After a rest, when we suddenly open our eyes, we a given an incredible visual experience of the world around us – yet we take this miraculous process for granted. So how does it actually work? Well, it begins with: “photons hitting the retina, and ends with seeing,” , but the complexities involved, are a long way from simple! “The brain’s fundamental task in ‘seeing’ is to reconstruct relevant information about the world from the light that hits the eyes. Because this process is rather complex, nerve cells in the brain — neurons — also react to images in complex ways”. So let’s take a look at what we know so far.
Getting Over the Challenges
Observational initiatives to distinguish the brain cells’ reactions to different images, have not been easy. Researchers have been challenged in some ways, due to the infinite number of potential images that humans and other species, can see. However, of late, new cutting-edge research involving a computational method to speed up finding these optimal stimuli, has been put to work by scientists at Germany’s University of Tübingen, and Baylor College of Medicine.
How Did They Do It?
The researchers came up with a novel strategy of constructing deep artificial brain cell networks, which can: “accurately predict the brain cell responses produced by a biological brain to arbitrary visual stimuli. These networks can be thought of as a ‘virtual avatar’ of a population of biological brain cells, which can be used to dissect the neural mechanisms of sensation”. When new images were synthesized, certain brain cells reacted by responding very strongly.

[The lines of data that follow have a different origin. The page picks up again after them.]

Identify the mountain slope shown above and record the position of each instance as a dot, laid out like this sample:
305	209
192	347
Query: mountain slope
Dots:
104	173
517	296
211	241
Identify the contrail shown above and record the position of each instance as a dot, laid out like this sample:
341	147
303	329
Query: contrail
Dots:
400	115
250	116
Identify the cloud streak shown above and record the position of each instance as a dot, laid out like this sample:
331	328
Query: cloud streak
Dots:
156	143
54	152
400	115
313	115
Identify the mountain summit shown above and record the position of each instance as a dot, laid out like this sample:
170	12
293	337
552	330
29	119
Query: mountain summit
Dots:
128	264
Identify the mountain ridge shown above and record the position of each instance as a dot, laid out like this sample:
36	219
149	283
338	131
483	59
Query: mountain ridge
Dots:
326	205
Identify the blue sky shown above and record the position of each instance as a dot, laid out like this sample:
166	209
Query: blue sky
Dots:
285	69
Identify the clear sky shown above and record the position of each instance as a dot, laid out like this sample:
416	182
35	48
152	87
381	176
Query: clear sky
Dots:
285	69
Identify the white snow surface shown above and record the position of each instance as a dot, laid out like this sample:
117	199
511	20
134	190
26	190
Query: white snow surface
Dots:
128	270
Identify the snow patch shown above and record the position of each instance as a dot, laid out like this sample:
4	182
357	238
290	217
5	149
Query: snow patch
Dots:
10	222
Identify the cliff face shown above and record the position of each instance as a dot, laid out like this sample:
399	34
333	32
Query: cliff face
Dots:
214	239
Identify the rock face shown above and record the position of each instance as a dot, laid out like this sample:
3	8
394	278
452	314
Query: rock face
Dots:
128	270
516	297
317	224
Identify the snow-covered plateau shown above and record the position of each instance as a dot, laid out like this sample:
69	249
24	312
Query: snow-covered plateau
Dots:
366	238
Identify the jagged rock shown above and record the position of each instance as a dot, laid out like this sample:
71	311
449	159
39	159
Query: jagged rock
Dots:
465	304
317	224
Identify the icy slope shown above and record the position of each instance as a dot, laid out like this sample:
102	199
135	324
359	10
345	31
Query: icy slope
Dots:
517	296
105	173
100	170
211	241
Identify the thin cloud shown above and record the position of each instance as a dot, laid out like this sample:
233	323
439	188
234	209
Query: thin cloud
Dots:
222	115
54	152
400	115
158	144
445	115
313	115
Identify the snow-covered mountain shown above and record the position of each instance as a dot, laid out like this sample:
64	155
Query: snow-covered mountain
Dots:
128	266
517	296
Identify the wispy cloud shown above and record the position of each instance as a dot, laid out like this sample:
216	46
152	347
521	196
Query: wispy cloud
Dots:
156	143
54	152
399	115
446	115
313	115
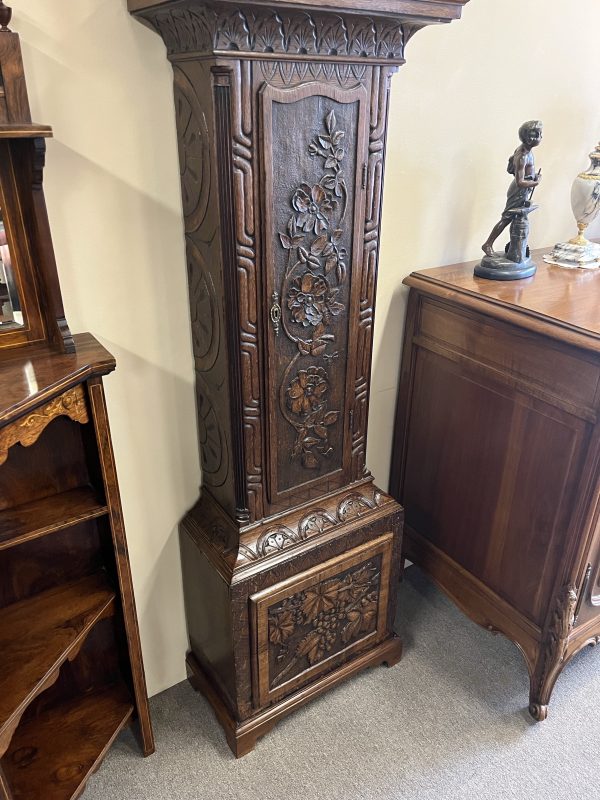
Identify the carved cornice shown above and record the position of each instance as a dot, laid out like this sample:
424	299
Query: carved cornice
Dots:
250	31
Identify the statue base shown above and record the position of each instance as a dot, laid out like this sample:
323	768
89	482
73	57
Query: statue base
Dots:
575	256
498	267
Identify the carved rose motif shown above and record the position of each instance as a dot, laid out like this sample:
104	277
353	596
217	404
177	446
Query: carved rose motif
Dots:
313	206
306	392
311	300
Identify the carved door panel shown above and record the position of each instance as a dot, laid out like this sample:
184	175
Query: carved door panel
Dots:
304	625
314	151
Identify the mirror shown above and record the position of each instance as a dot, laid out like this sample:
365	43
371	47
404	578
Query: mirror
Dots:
11	315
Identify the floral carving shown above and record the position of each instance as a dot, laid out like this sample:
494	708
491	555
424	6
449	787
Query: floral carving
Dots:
306	398
313	205
316	262
328	615
311	300
307	391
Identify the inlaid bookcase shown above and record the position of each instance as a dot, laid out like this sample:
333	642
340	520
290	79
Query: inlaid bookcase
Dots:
291	556
71	672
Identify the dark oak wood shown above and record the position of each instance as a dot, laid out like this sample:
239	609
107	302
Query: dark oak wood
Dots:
291	557
496	454
23	212
430	10
37	636
71	669
20	524
64	746
63	552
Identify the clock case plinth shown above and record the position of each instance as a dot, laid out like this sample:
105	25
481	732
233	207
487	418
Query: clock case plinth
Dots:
291	557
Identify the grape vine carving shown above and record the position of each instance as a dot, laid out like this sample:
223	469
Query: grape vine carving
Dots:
315	273
325	617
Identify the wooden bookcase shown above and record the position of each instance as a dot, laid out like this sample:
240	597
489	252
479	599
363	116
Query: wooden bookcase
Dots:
71	672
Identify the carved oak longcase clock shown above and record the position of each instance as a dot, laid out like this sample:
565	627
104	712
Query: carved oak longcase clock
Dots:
291	556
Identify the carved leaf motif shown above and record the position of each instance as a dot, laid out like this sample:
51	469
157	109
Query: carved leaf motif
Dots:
323	618
311	647
321	598
281	627
232	32
331	35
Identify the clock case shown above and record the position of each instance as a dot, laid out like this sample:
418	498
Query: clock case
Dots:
291	556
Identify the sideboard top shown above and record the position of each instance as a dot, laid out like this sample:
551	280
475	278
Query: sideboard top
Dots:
560	302
430	9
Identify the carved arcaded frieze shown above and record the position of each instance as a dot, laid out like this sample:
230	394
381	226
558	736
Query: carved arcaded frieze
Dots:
318	521
221	28
26	431
314	624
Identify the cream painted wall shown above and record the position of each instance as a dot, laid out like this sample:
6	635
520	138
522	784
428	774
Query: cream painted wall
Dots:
103	82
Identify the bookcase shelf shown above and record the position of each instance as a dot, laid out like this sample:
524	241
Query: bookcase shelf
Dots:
36	518
38	635
61	748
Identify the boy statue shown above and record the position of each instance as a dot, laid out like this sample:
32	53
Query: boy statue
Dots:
516	262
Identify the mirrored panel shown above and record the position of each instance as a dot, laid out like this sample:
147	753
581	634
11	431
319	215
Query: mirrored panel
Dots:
11	314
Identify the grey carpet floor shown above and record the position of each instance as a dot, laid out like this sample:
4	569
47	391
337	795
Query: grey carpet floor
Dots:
448	722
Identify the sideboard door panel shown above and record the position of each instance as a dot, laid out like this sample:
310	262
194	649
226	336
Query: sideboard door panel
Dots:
313	212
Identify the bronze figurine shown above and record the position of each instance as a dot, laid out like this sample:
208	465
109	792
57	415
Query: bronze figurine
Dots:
515	262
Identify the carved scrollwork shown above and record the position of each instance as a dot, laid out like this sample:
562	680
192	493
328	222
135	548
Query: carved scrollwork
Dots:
204	310
214	447
27	431
315	523
194	153
293	73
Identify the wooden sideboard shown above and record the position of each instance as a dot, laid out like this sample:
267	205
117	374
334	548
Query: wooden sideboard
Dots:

A report of this fascinating study, which was recently published in the journal, Nature Neuroscience, explained how the researchers tried to comprehend the way our vision works. Dr. Andreas Tolias, who was the lead study author, and who currently serves as a Brown Foundation Endowed Chair of Neuroscience at Baylor, stated: “We want to understand how vision works. We approached this study by developing an artificial neural network that predicts the neural activity produced when an animal looks at images. If we can build such an avatar of the visual system, we can perform essentially unlimited experiments on it. Then we can go back and test in real brains with a method we named inception loops”.
Dr. Edgar Y. Walker, the study’s first author, who is currently a postdoctoral scientist at University of Tübingen and Baylor, remarked: “First, we showed mice about 5,000 natural images and recorded the neural activity from thousands of neurons as they were seeing the images. Then, we used these images and the corresponding recordings of brain activity to train a deep artificial neural network to mimic how real neurons responded to visual stimuli”.
Adding to this, Dr. Fabian Sinz, the study’s co-first author; group leader at the University of Tübingen, and adjunct assistant professor of neuroscience at Baylor, noted: “To test whether the network had indeed learned to predict neural responses to visual images like a living mouse brain would do, we showed the network images it had not seen during learning and saw that it predicted the biological neuronal responses with high accuracy”.
And while it has to be said that this is just the beginning, Sinz believes that: “this framework of fitting highly accurate artificial neural networks, performing computational experiments on them, and verifying the resulting predictions in physiological experiments can be used to investigate how neurons represent information throughout the brain. This will eventually give us a better idea of how the complex neurophysiological processes in the brain allow us to see”.